Author : Annisa Lidya Ardiani   , Aliv Faizal Muhammad, Fardani Annisa D.
ABSTRAK

ADHD (Attention Deficit Hyperactivity Disorder) adalah kondisi medis yang mencakup disfungsi otak (neuropsikriatik) untuk mengendalikan impuls, mengatur perilaku, dan mempertahankan perhatian. Seorang anak dapat didiagnosis sebagai penyandang ADHD apabila gejala tersebut terjadi pada dirinya selama minimal enam bulan dan minimal di dua lingkungan berbeda. American Psychiatric Association (APA) dalam DSM V-TM menyatakan bahwa prevalensi anak dengan ADHD di berbagai negara mencapai 5%. Sekitar 3-5% terjadi di usia sekolah, tepatnya pada usia 6-12 tahun.
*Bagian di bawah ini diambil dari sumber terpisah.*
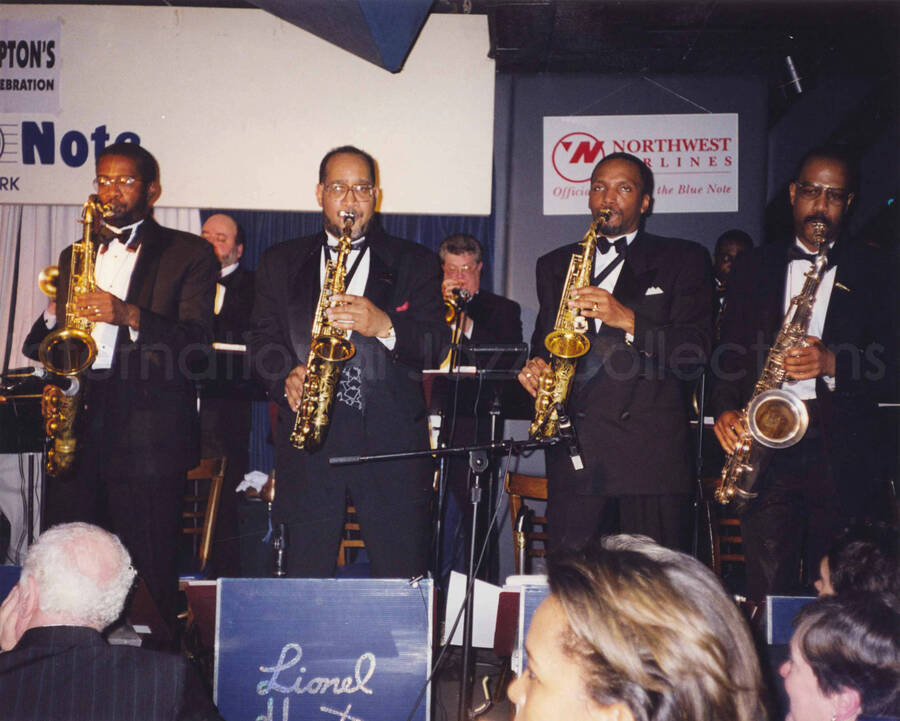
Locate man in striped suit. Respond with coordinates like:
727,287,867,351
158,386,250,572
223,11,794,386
0,523,221,721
Berdasarkan penelitian terbaru pada tahun 2016, mendapatkan hasil bahwa 8,09% anak usia SD yang berada di Kota Yogyakarta dan Kabupaten Sleman menyandang ADHD. Kurangnya media pembelajaran inovatif untuk anak ADHD di Indonesia membuat proses pembelajaran anak ADHD kurang optimal karena tingkat inatensinya yang tinggi, terutama dalam pembelajaran bahasa asing seperti bahasa Inggris. Sedangkan, bahasa Inggris merupakan bahasa yang digunakan secara internasional dan penting untuk dipelajari. Dengan demikian, dibuatlah Digital Storytelling Audiobook yang bertujuan untuk membantu proses pembelajaran siswa ADHD dalam bahasa Inggris, khususnya materi Telling the Time. Audiobook ini merupakan kombinasi antara audio dan visual (multimedia). Materi akan disampaikan melalui metode storytelling. Media pembelajaran ini mendapatkan kevalidan ahli materi sebesar 86,67%, ahli media sebesar 97,33%, serta penilaian siswa ADHD sebesar 91,25%, yang berarti masuk dalam kategori sangat baik. Media pembelajaran audiobook sudah cukup efektif dengan hasil Uji Wilcoxon menerima H1 dengan nilai z-score -1,6. Menghasilkan angka 0,57, uji gain ternormalisasi menunjukkan peningkatan progress belajar siswa ADHD berkategori sedang, dari pretest yang semula bernilai 67% menjadi 86% pada posttest.